Jerusalemites, Israelis and foreigners chanted for equality and held vibrant posters advocating LGBTQ rights at 18th annual Jerusalem March for Pride and Tolerance. This year’s turnout was originally expected to be 30,000 people but it was much lower than in the past. An estimated 10,000 to 15,000 marched from Liberty Bell Park to Independence Park, with more than 2,000 police officers securing the event.
This year’s march had a special meaning because it was the first pride parade of the year in Israel, effectively setting other pride events across the country in motion. Also, this year marks the 50th anniversary of the Stonewall riots in New York, a crucial struggle for LGBTQ rights in the United States and across the world.
Four years ago, Shira Banki was brutally stabbed to death at the march by Orthodox extremist Yishai Schlissel, who also injured many others. Security has been regularly tight around the march since Banki’s death. Now, pride participants are required to wear entry bracelets as a new crowd control initiative.

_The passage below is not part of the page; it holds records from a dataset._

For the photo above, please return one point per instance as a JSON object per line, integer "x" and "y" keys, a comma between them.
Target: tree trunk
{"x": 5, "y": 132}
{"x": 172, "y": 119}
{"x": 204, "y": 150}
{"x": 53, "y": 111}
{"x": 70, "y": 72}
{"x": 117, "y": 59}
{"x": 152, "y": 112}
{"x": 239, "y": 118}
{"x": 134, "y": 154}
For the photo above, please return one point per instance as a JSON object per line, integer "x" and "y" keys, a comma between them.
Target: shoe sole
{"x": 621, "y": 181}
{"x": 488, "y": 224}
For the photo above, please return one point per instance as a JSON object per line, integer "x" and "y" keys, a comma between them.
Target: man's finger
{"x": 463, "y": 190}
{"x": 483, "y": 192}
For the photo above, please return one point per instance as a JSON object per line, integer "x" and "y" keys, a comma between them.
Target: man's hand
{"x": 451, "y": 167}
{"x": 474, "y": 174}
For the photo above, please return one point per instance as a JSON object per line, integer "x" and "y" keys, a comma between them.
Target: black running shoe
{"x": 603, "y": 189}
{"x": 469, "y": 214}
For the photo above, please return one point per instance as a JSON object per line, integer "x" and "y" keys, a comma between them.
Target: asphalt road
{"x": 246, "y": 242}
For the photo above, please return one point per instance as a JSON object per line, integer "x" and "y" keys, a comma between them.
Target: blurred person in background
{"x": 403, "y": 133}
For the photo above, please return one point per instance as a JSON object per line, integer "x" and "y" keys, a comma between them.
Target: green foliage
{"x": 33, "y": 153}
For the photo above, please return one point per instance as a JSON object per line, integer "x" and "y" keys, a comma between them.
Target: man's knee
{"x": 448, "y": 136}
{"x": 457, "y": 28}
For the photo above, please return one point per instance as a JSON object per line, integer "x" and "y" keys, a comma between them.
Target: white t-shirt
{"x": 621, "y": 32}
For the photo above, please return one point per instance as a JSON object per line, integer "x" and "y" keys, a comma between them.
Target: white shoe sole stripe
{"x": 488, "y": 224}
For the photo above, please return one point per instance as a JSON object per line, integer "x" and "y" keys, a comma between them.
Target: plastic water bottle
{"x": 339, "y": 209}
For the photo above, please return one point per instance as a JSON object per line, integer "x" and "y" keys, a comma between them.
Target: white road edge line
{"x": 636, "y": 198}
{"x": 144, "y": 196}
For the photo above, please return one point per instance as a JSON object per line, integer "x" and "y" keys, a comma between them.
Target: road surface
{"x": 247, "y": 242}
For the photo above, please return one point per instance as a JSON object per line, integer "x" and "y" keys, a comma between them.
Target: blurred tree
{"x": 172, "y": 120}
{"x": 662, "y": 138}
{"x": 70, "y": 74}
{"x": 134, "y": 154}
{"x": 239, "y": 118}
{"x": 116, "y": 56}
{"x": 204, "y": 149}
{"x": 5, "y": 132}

At the march, 52 people were arrested or detained for attempting to disturb the event and parade. Police surrounded the route and for the first time, asked those joining the march who seemed suspicious to provide identification before being allowed to enter. One suspect was arrested with a knife and another with pepper spray.
Banki’s father, Uri, was at the march and told reporters he was there to show support for the event’s message. “We are marching today in memory of Shira and also to support tolerance in Israel,” he said. “Tolerance is something that is easy for us to demand from others and much harder to sustain ourselves.”
Despite the seriousness of the security, the atmosphere in the park was cheerful, with colorful flags waving in the air, upbeat music and food. Multiple organizations distributed free rainbow gear and informational brochures.
Many pride participants chanted “Bibi, Bibi, wake up” and “We are here to stay,” which was as much political as pride-related. A demonstration against the march was held nearby by the right-wing extremist Lehav organization. Police outnumbered the 150 or so protesters three to one. However, a group of religious LGBTQ Jews danced around in circles along with songs playing about the Messiah.
“We need freedom, the freedom to be who we are. Equality is needed for everyone, specifically in Jerusalem,” said Eitan Ginzburg, who was elected mayor of Ra’anana in 2018, the first openly gay person to serve as mayor in Israel.
Also attending the march was the recently appointed interim justice minister, Amir Ohana, the first openly gay cabinet member in the country’s history. Ohana’s presence was not received well by other pride-goers. Participants booed and chanted “embarrassment” at him as he marched the event.
“As a liberal who believes wholeheartedly in freedom of expression, I told the same group of protesters protesting against me, neither ultra-Orthodox nor religious, that it was important that they came there. I just hope that this did not overshadow the main message that should emerge from this event. It does not matter whether you are religious, secular, rightist, leftist, LGBT or not – the message is a message of tolerance,” Ohana said.
“It’s important to understand that the march is a way for us to demonstrate that we have the right to march freely and happily in the street, but also every day in the streets of Jerusalem,” said Ofer Erez, the executive director of the Jerusalem Open House, which organizes the parade every year.
Luckily, this year there were no violent incidents and pride participants could march freely and peacefully down the streets of Jerusalem.